Technical Session 01: Hops I Session
Hitoshi Takemura, Kirin Brewery Company, Limited
ABSTRACT: Hop aroma is a very important factor that contributes to the flavor of beer; therefore, a great deal of care is taken to adjust hop aroma by controlling brewing parameters. Nevertheless, even when using the same hop variety under the same conditions (timing of addition and quantity), samples can have different aroma intensities if fermentation is performed using different brewing conditions (temperature, yeast pitching rate, etc.). Therefore, we investigated the cause of differences in aroma intensities in order to facilitate more precise control of hop aroma. We had the following two hypotheses: “the extent of conversion of hop aroma by yeast varies according to the brewing conditions” (hypothesis 1), and “hop aroma is masked by compounds that are produced by yeast during fermentation” (hypothesis 2). To test these hypotheses, samples that had different intensities of fruity aroma (lychee, citrus-like), even though the same hop variety (American Cascade and New Zealand Motueka) and hop addition conditions were used, were subjected to GC/MS analysis to determine whether there were any differences in the quantity of aroma compounds. The results indicated that the amount of linalool and the amount of beta-citronellol produced by the yeast did not significantly differ between the samples. This suggests that the validity of hypothesis 1 is low. Furthermore, as there was a difference in the amount of compounds that arise from fermentation, hypothesis 2 appears to be valid. Next, we investigated the influence of esters and alcohols on hop aroma. We observed a tendency for alcohols (e.g., 1-heptanol) to mask fruity aromas. Therefore, we brewed samples in which cold wort from the same batch was fermented (in a 20 L scale fermentor) using different fermentation conditions. Sensory evaluations revealed differences in fruity aroma between samples. Statistical analysis indicated that there was a significant negative correlation between 1-heptanol and fruity aroma. Furthermore, 1-heptanol was positively correlated with the number of yeast cells added at the start of fermentation and fermentation temperature. These results further support hypothesis 2 and suggest that it is important to control fermentation conditions. The results of this research have lead to the establishment of specific brewing conditions for more precise control of hop aroma.

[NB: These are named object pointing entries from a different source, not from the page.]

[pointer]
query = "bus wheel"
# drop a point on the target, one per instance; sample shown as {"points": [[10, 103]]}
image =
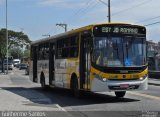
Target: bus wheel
{"points": [[120, 94], [43, 84]]}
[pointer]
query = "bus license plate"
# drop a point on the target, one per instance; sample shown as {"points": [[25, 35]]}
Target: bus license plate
{"points": [[124, 85]]}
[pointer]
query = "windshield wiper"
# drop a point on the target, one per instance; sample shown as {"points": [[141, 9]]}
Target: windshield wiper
{"points": [[117, 51]]}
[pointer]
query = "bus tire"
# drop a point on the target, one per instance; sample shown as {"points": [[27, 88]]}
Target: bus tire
{"points": [[43, 84], [74, 87], [120, 94]]}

Hitoshi Takemura has worked for Kirin Brewery Company Limited since receiving a master’s degree in life science from Kyoto University in 2002. He worked in the Quality Assurance Department of the Tochigi brewery for three years and then entered the Laboratory for Brewing, where he conducted research on the use of hops in wort boiling. From 2008 to 2010 he worked as a guest researcher in Lehrstuhl fuer Brau- und Getraenke Technologie fuer Technische Universitaet Muenchen. Since August 2010 he has worked in the Brewing Technology Development Center.